Infine, a partite da Interiors che era un suo film "serio" ma anche da Manhattan, ha detto ch'era diventato un grande regista. Ma che non faceva più ridere.

Con Hannah e le sue sorelle la storia si ripete: c'è tutta una parte della critica (solo una parte, è vero) che dice che il film ripete le solite cose (nuovaiorkesimo, ebraismo, bisogno d'affetto, paura della morte, ricerca di Dio) e che si ride un po' di più che in Interiors, ma un po' di meno che in Annie Hall, più di La rosa purpurea ma meno di Una notte di mezz'estate: qualcosa come se il valore di una tela di un pittore fosse direttamente proporzionale allo spessore dello strato di vernice, alla spesa per il materiale impiegato. Ancora e sempre, che si tratti di un film comico, di una commedia musicale o di un western ci si accanisce a soppesare il cosa, invece che badare al come: evidentemente Woody Allen continua a parlare delle cose di sempre nel suo ultimo film (come hanno fatto, per tutta una vita, Fellini o Antonioni, Bergman o Bunuel). Ma "come" lo fa? Con una lucidità, con un'armonia, con una sovrana serenità che sono quelle dell'artista giunto al culmine della propria visione poetica.

Se il precedente La rosa purpurea del Cairo valeva per un'idea forte, che poi condizionava il resto del film (quella dei personaggi del sogno cinematografico, che uscivano dallo schermo per dividere le miserie quotidiane degli spettatori), Hannah s'impone per la sua tranquilla compiutezza. Con questa cronaca familiare (dei soliti personaggi, nella solita Manhattan) il cineasta Allen ha compiuto la propria parabola creativa: dal comico esuberante, addirittura scialacquone, che in Prendi i soldi e scappa o Bananas buttava in pasto alla cinepresa decine e decine di trovate comiche, per immiserirle sovente nella messa in immagini, si è trasformato in un cineasta d'impeccabile maestria.
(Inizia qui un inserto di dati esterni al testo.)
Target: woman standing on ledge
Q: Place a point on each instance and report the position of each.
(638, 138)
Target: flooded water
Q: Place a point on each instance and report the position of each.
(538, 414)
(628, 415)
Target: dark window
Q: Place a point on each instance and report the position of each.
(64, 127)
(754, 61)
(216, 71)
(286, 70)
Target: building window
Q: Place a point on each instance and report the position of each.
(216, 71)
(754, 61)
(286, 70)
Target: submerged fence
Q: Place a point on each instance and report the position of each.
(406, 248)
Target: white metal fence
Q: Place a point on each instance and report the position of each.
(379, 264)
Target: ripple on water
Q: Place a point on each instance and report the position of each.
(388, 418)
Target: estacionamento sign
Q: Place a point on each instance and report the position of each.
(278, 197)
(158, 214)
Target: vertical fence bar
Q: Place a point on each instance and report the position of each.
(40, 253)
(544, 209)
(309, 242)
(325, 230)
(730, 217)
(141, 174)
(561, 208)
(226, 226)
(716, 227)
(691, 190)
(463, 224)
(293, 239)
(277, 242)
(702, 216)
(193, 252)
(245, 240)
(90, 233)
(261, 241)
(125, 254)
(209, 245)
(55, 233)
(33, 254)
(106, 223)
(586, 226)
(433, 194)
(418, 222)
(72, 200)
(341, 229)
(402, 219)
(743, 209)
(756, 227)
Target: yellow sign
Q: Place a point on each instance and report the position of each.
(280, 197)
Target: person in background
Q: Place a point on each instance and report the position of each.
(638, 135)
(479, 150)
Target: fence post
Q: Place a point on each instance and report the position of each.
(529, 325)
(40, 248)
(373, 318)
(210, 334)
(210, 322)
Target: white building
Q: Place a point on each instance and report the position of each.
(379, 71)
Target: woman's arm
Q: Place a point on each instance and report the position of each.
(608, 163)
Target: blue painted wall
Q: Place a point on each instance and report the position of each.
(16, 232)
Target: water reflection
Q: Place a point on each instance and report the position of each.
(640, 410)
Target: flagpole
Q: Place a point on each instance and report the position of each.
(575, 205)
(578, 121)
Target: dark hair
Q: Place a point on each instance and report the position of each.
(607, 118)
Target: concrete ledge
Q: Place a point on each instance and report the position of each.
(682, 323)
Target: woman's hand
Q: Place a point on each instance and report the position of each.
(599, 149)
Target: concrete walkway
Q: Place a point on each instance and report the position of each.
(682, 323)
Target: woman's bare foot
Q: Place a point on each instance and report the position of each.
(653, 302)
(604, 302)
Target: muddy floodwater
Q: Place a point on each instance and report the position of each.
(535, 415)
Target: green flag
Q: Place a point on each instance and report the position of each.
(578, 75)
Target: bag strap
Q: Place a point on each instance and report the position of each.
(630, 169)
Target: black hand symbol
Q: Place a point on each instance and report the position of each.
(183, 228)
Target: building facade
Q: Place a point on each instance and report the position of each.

Questa sua commedia brillante non ha nulla da invidiare alle più grandi, quelle di Wilder o di Hawks: c'è il medesimo senso del ritmo (osservate con quale tempismo Allen interviene col proprio personaggio comico, appena l'atmosfera tende al patetico, proprio come nella celebre lezione di Chaplin e di Keaton), la medesima compiutezza dei ritratti psicologici, il piacere dell'orchestrazione corale, dell'organizzazione armonica di un tutto che sfoci sull'analisi di costume, sull'affresco d'ambiente.

Allen è diventato un formidabile organizzatore di momenti cinematografici (non tragga in inganno l'incredibile facilità, la limpidissima discrezione dello stile che smorza sul nascere proprio come la battuta comica - la tentazione della sottolineatura): ma quello che sorprende è che questo suo apprendistato del mestiere cinematografico non lo abbia condotto al piacere puro e semplice della meccanica, allo schematismo.

Perché Allen, prima che cineasta, rimane un nostalgico. Si osservino gli inserti di cinema che gli introduce nei suoi film (in Hannah, come nella Rosa purpurea il protagonista risolve i propri problemi nel buio di una sala cinematografica) o si ascoltino le musiche del suo ultimo film: Count Basie, Harry James, Benny Carter assieme a Bach o Puccini. Per Woody, l'occhio sulla New York di oggi è posato nel segno del ricordo nostalgico dei valori (cinematografici, musicali) che hanno creato quei luoghi e quei personaggi. E da quell'ammirazione, da quella devozione nasce il calore dei suoi film, la sensibilità dei suoi personaggi, l'intelligenza delle sue citazioni.

Ripetitivo, un film come Hannah e le sue sorelle? Quando ad un regista riesce un ritratto dell'intelligenza, della poliedricità e della modernità come quello interpretato da Mia Farrow, quando ad un regista riesce di farlo quasi ridendoci sopra ed inserendolo in un'armoniosa visione d'assieme, è difficile non augurargli: cento di questi film, Woody!"